How can I do that? I'm willing and happy to write code if necessary.

Best Answer

It's still not clear to me how this is done by macOS itself, but in the meantime here's what I ended up doing.

The solutions I found all were of the following form:

  1. Get a list of all fonts available.
  2. Loop over the list to find fonts that contain the selected character.

Listing all fonts

As at this question, there are two approaches (plus a third one I found here):

  1. system_profiler SPFontsDataType to which you can add -xml to get output in XML,

  2. fc-list which can take a pattern (: is the empty pattern that matches all fonts) and a format specifier.

  3. Instally python-fontconfig, then run import fontconfig; fontconfig.query() to get a list of font paths.

Comparing the two approaches (I wrote this before I had noticed the third one) is interesting:

  • Speed: On my computer and for my set of fonts, fc-list takes about 24 seconds the first time and 0.04 seconds each time after that, while system_profiler consistently takes about 3 seconds each time.

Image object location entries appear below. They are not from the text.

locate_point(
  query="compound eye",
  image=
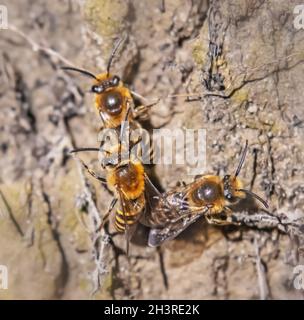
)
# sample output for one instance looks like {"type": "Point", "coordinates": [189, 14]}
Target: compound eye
{"type": "Point", "coordinates": [97, 89]}
{"type": "Point", "coordinates": [208, 192]}
{"type": "Point", "coordinates": [113, 102]}
{"type": "Point", "coordinates": [115, 81]}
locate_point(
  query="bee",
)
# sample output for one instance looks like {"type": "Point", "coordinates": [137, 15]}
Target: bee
{"type": "Point", "coordinates": [210, 196]}
{"type": "Point", "coordinates": [127, 180]}
{"type": "Point", "coordinates": [112, 97]}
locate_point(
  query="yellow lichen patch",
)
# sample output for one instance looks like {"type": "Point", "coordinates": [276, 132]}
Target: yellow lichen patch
{"type": "Point", "coordinates": [105, 16]}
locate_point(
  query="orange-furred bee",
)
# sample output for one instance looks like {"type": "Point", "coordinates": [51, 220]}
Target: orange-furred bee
{"type": "Point", "coordinates": [112, 97]}
{"type": "Point", "coordinates": [209, 196]}
{"type": "Point", "coordinates": [127, 180]}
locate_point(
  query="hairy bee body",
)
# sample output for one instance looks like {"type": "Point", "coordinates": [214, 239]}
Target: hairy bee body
{"type": "Point", "coordinates": [208, 195]}
{"type": "Point", "coordinates": [127, 182]}
{"type": "Point", "coordinates": [112, 100]}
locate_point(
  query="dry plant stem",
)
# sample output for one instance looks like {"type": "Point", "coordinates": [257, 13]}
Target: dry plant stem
{"type": "Point", "coordinates": [37, 47]}
{"type": "Point", "coordinates": [262, 278]}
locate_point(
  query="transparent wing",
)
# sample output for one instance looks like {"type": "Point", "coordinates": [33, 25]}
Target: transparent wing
{"type": "Point", "coordinates": [128, 208]}
{"type": "Point", "coordinates": [157, 236]}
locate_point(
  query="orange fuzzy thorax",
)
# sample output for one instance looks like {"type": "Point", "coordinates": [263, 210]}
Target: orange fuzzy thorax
{"type": "Point", "coordinates": [130, 181]}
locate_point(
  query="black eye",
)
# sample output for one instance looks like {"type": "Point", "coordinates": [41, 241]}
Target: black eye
{"type": "Point", "coordinates": [113, 102]}
{"type": "Point", "coordinates": [115, 81]}
{"type": "Point", "coordinates": [208, 192]}
{"type": "Point", "coordinates": [97, 89]}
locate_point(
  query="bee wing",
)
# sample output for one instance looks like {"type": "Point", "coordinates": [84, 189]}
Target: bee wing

  • Comprehensiveness: On my current system, system_profiler lists 702 fonts while fc-list lists 770: all those 702 plus 68 more. On the one hand, system_profiler seems to be the "official" way, and matches the fonts visible in Font Book, the ones that show up in "Font Variation" in the character/symbol viewer (as in the question), the menu in TextEdit etc. On the other hand, at least some of the fonts that it misses are genuinely usable fonts. This includes not just the 5 fonts /Library/Fonts/{Athelas.ttc,Charter.ttc,Marion.ttc,Seravek.ttc,SuperClarendon.ttc} about which you can find some confusing pages online (e.g. this and this), but also /Library/Fonts/{DIN Alternate Bold.ttf,DIN Condensed Bold.ttf,Iowan Old Style.ttc} and 57 of the 177 Noto Sans fonts I have installed on my system. For example, I have Noto Sans Brahmi installed but this font doesn't show up in Font Book or in "Font Variation" when I search for a Brahmi letter (say ?), but it does get used in TextEdit (and displayed in my browser). Whatever the reason for this weirdness, I'm happy that I can get the full list with fc-list.

  • Ease of use: with either method a little bit of parsing the output is required. With fc-list I can specify the format (e.g. fc-list --format="%{family}\n%{file}\n%{lang}\n\n" but I couldn't find a reference for the names of the fields!); with system_profiler I can either just grep for Location: or output to XML and parse the XML (examples with xml.etree.ElementTree, with plistlib).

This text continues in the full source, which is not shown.